Heart failure with preserved ejection fraction (HFpEF) is a cardiovascular disease characterized by telediastolic dysfunction. Main risks factors include advanced age (>67years old), sex (women being more susceptible to develop the disease), and several comorbidities, in particular obesity and diabetes. HFpEF has been shown to be associated with the rarefaction of the coronary small vessels.

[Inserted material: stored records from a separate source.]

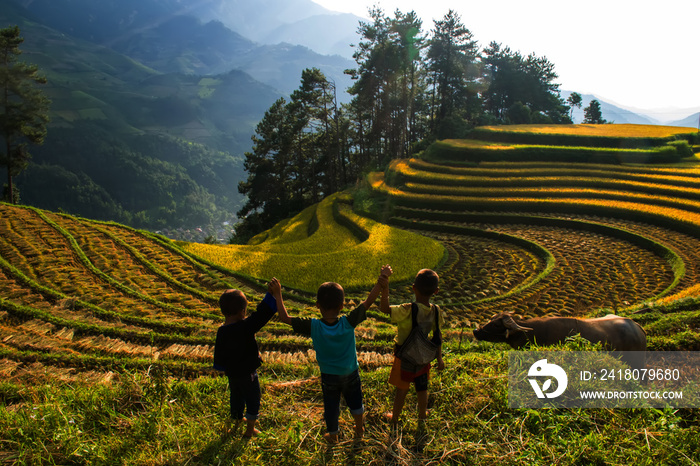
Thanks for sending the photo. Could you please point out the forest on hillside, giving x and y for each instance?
(410, 87)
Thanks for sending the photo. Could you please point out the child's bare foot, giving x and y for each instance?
(389, 416)
(250, 433)
(359, 432)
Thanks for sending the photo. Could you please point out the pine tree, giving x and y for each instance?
(24, 108)
(593, 114)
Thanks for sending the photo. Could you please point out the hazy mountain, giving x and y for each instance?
(129, 143)
(612, 113)
(197, 36)
(692, 121)
(329, 34)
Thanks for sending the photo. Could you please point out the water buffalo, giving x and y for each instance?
(615, 332)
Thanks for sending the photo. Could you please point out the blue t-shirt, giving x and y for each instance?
(334, 344)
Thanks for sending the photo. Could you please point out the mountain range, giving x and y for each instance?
(130, 80)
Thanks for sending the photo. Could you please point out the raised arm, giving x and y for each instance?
(275, 288)
(384, 306)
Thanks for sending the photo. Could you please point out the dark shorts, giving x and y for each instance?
(350, 387)
(401, 380)
(245, 396)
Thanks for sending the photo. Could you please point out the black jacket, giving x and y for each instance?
(236, 351)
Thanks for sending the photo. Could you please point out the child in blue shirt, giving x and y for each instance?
(333, 340)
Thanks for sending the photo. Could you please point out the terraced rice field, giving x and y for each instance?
(85, 299)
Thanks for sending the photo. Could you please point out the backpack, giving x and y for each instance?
(417, 350)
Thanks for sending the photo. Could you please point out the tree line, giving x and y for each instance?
(409, 88)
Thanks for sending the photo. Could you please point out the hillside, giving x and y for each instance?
(132, 144)
(106, 332)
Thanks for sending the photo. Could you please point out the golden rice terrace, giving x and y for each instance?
(590, 232)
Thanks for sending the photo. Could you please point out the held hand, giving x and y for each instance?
(386, 271)
(274, 287)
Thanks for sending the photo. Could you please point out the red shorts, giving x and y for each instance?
(402, 379)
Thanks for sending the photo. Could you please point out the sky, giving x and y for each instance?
(638, 54)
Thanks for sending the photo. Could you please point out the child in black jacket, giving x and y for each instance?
(236, 351)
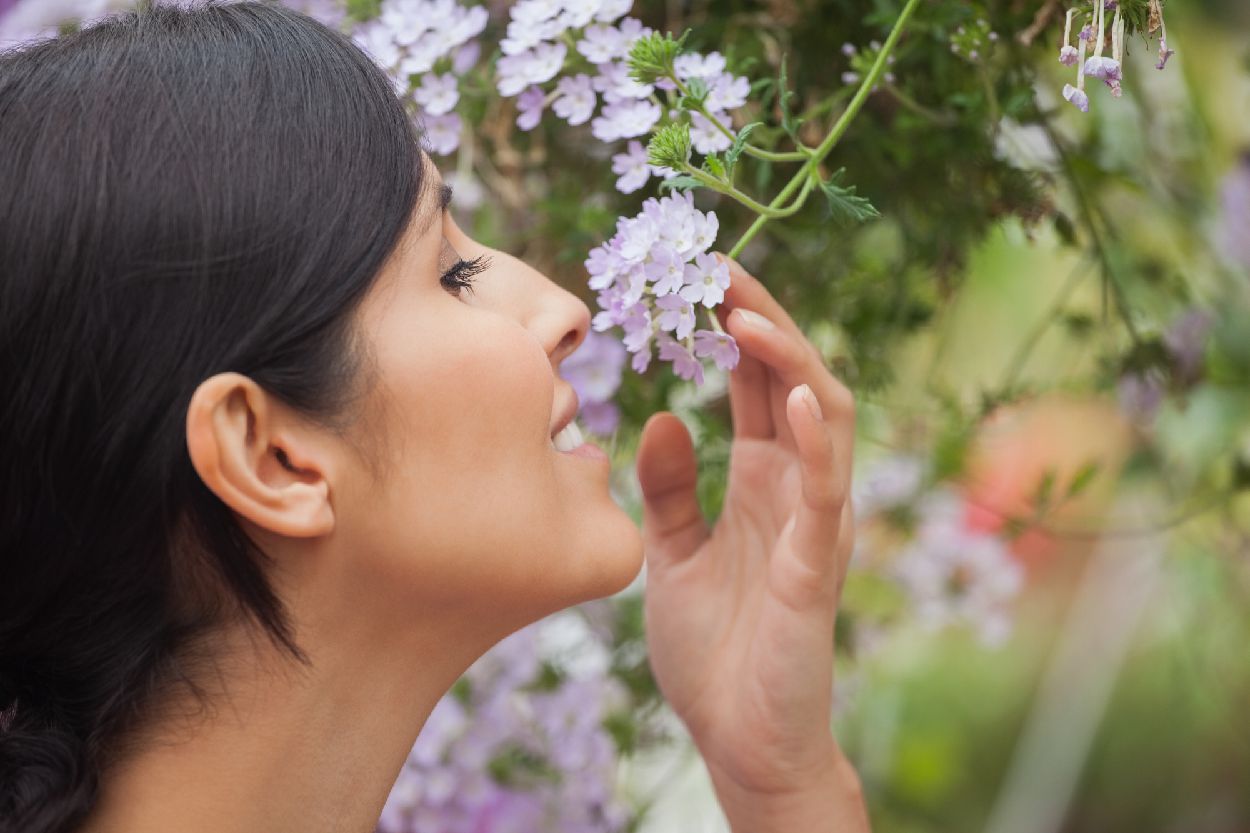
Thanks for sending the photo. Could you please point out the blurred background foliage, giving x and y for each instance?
(1011, 319)
(1046, 329)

The aim of our study was to characterize quantitatively the 3D topological reorganization of the coronary microvasculature of the capillary coronary network in a mouse model of HFpEF.

Experiments were done on 14-week old female C57BL/Ks Leprdb/db mice, accumulating risk factors of human HFpEF (n=7). Leprdb/db mice develop early obesity and type 2 diabetes, and C57BL/Ks mice have an increased risk of renal dysfunction. Eight-week old male C57BL/6J mice were used as normal control (n=7). 3D imaging was done by light-sheet microscopy on iDISCO+ optical cleared hearts after lectin-labeling of the capillaries. Image processing consisted of skeletonization and distance mapping of greyscale segmented images using ImageJ software. Capillary network in the left ventricle (LV), right ventricle (RV), and septum (S) was characterized by the volume network density, the fractal dimension, the average length, diameter, and tortuosity of the segments, and (normalized per mm³ of cardiac tissue) the numbers of segments and nodes and the total network length. Data are given as mean±SD. Differences were significant if P<0.05.

Compared to controls, Leprdb/db mice LV showed a significantly reduced volume density (40±6 vs. 49±9%), number of segments (402,000±68,000 vs. 518,000±110,000), number of nodes (220,000±39,000 vs. 280,000±60,000) and total length (55±1.2 vs. 54±1.7m). LV capillaries were significantly more tortuous than control ones. Leprdb/db mice RV showed a significantly reduced fractal dimension (2.4±0.03 vs. 2.4±0.02), number of segments (339,000±24,000 vs. 401,000±43,000), number of nodes (180,000±14,000 vs. 220,000±25,000) and total length (53±0.6 vs. 54±1.3m). RV capillaries were significantly larger than control ones. S capillary network was not different from control (Fig. 1).

Our study showed that LV capillary network presented signs of rarefaction and structural alterations that may contribute to LV dysfunction in HFpEF. It also evidenced alterations of the RV capillary network architecture, suggesting a possible impairment of RV function.